Swedens forests are become more dense and timber rich, and at the same time forest floor vegetation coverage is declining. This, according to 2017's official statistics from the Swedish National Forest Inventory at SLU which this year also includes new statistics regarding forest damage, berry production and soil carbon storage.
An increase in standing volume, due to both a higher density of trees and larger trees, leads to increased competition, explains Jonas Dahlgren, analyst at the Swedish National Forest Inventory. Total standing volume continues to increase in Sweden and is now at 3.1 billion cubic meters, at the same time the forest area is more of less unchanged. This results in more dense forests and a consequence of this is that the forest floor vegetation coverage has declined with ca 10 percent since 1999.
As well as information about forest floor vegetation the official statistics for Sweden's forests has also been expanded to include a wider description of forest damage and information about berry production.

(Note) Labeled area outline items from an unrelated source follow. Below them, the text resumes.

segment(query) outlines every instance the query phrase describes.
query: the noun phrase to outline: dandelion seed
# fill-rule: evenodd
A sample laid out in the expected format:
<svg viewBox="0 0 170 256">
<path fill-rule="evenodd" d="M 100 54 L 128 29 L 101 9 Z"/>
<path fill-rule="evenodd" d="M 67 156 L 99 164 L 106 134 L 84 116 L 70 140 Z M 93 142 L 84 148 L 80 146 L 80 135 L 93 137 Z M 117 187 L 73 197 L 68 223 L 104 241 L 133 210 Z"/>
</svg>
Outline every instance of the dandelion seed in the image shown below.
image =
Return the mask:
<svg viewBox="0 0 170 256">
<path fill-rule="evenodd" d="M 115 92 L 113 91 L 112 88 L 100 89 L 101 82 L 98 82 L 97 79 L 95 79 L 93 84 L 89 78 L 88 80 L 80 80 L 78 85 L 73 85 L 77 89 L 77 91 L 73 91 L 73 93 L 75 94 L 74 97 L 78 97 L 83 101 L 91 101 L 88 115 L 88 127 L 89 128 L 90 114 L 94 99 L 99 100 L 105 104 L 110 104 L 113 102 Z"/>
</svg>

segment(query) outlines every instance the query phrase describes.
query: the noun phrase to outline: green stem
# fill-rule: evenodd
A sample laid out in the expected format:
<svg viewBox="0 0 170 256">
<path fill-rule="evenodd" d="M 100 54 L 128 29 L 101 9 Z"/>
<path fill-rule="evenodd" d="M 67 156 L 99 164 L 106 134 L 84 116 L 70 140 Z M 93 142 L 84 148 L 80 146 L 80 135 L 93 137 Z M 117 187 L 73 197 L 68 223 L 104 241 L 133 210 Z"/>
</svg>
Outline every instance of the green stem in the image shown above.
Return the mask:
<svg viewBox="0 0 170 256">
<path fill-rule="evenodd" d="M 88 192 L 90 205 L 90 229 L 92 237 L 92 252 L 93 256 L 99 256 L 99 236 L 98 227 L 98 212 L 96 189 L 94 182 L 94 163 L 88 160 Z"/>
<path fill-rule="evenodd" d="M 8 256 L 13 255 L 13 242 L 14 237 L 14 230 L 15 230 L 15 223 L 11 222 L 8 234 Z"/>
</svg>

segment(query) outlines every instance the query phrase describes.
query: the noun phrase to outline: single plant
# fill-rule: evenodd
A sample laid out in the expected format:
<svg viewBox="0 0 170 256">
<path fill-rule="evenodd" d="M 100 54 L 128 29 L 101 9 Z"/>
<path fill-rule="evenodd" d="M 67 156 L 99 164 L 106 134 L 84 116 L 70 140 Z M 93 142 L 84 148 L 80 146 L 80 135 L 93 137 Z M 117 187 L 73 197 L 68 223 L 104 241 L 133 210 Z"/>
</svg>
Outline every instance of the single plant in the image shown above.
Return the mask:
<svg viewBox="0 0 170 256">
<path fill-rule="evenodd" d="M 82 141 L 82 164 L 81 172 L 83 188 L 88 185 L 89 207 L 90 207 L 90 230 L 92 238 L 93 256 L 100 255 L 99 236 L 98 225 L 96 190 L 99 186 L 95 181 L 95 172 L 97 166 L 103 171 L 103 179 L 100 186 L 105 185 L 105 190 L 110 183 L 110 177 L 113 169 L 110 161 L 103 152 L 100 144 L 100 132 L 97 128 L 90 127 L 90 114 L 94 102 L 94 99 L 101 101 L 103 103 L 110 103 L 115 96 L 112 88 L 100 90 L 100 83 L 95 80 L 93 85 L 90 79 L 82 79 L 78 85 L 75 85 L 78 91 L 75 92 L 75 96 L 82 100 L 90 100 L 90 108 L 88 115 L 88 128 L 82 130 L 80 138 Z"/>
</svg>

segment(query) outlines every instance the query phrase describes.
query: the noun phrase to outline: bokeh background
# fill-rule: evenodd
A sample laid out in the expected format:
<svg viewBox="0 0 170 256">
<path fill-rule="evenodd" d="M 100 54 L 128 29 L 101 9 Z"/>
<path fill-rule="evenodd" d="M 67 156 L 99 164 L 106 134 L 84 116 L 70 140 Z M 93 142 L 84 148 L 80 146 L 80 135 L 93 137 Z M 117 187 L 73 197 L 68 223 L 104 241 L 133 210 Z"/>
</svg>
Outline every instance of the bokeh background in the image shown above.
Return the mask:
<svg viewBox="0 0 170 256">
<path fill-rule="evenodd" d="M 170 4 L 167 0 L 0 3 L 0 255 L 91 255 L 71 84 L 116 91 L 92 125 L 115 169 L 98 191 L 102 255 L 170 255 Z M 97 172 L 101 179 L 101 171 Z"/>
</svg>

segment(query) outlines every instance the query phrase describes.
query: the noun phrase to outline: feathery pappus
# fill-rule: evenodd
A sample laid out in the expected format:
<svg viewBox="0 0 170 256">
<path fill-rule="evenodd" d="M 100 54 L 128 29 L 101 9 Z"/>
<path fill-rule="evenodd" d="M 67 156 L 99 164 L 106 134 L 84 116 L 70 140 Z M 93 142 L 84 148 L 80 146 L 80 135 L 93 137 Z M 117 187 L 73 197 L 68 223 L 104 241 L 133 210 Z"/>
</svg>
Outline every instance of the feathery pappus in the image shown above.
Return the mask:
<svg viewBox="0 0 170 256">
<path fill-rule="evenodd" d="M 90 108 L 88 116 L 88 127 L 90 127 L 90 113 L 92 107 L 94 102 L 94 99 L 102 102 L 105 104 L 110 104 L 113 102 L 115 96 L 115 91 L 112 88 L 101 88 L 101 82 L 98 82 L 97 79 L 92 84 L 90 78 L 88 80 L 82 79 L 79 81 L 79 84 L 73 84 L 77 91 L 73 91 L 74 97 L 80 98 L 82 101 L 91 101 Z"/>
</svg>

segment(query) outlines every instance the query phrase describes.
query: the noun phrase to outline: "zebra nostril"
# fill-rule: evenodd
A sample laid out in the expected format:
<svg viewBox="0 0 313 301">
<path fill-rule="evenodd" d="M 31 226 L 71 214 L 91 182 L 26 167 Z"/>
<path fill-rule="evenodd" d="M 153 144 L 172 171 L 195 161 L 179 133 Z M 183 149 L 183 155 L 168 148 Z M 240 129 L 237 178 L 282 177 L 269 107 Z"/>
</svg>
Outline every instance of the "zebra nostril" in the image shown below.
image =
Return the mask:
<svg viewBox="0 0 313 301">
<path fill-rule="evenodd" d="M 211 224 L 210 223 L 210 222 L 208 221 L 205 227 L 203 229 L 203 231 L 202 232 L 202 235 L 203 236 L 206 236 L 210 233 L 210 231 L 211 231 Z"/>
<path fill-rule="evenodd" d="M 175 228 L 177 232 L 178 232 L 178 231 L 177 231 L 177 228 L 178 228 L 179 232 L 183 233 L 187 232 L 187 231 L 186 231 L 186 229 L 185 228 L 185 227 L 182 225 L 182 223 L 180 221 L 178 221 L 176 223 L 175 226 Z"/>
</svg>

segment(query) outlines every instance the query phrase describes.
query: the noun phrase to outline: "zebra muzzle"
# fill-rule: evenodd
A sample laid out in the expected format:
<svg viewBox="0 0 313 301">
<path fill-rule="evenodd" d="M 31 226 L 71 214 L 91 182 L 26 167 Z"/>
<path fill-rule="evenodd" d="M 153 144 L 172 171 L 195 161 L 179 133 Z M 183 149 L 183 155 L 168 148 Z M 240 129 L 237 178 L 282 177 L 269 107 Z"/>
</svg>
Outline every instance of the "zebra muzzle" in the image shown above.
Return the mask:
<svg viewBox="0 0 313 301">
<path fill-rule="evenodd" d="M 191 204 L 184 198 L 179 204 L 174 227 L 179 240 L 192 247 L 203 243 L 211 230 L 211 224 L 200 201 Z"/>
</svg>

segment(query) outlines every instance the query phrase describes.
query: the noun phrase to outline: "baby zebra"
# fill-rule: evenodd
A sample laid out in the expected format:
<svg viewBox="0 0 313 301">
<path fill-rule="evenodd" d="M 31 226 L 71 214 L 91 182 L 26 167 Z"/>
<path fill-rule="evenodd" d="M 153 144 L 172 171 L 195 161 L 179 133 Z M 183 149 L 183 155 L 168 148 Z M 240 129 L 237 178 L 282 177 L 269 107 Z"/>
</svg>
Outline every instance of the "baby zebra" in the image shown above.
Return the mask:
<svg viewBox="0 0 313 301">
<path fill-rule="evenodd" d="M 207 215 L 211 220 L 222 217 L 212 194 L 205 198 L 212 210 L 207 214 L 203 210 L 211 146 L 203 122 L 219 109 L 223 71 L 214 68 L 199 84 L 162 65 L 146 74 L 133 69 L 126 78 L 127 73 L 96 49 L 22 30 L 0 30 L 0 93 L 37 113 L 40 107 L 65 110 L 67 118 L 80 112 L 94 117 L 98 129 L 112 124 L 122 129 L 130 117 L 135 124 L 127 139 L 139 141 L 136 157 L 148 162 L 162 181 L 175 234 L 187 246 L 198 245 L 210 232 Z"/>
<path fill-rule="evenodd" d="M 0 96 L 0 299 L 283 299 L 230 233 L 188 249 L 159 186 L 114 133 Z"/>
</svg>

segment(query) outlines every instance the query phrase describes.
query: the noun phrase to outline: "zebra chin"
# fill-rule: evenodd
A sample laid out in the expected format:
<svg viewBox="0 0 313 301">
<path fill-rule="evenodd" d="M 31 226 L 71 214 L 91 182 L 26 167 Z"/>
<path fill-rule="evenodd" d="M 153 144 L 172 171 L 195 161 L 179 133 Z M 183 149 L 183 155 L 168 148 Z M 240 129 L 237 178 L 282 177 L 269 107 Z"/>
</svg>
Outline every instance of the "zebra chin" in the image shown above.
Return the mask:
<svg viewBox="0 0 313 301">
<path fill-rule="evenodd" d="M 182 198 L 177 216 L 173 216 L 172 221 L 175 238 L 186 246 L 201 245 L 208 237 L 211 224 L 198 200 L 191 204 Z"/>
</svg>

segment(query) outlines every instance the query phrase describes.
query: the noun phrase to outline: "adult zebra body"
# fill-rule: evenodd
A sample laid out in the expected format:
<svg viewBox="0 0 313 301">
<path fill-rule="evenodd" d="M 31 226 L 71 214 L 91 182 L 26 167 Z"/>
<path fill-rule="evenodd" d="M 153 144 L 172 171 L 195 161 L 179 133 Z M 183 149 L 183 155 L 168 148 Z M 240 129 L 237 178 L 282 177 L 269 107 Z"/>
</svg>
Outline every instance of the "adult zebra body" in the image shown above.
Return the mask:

- For the first time we have published official statistics regarding berry production, explains Per Nilsson, Head of Analysis at the National Forest Inventory. For 2016 berry production for billberrys was 639 million tonnes, which is equivalent to ca 60kg per person in Sweden.
Important carbon storage in forest soils
The forest land in Sweden contains large amounts of soil based carbon. The carbon store varies with soil profiles, stand development, site characteristics and between regions. There is a strong gradient in the size of the carbon store between northern and southern Sweden.
Knowledge about the size and spatial distribution of the soil based carbon source in Sweden’s forests is an important base when planning different strategies for longterm forest management from a climate based perspective.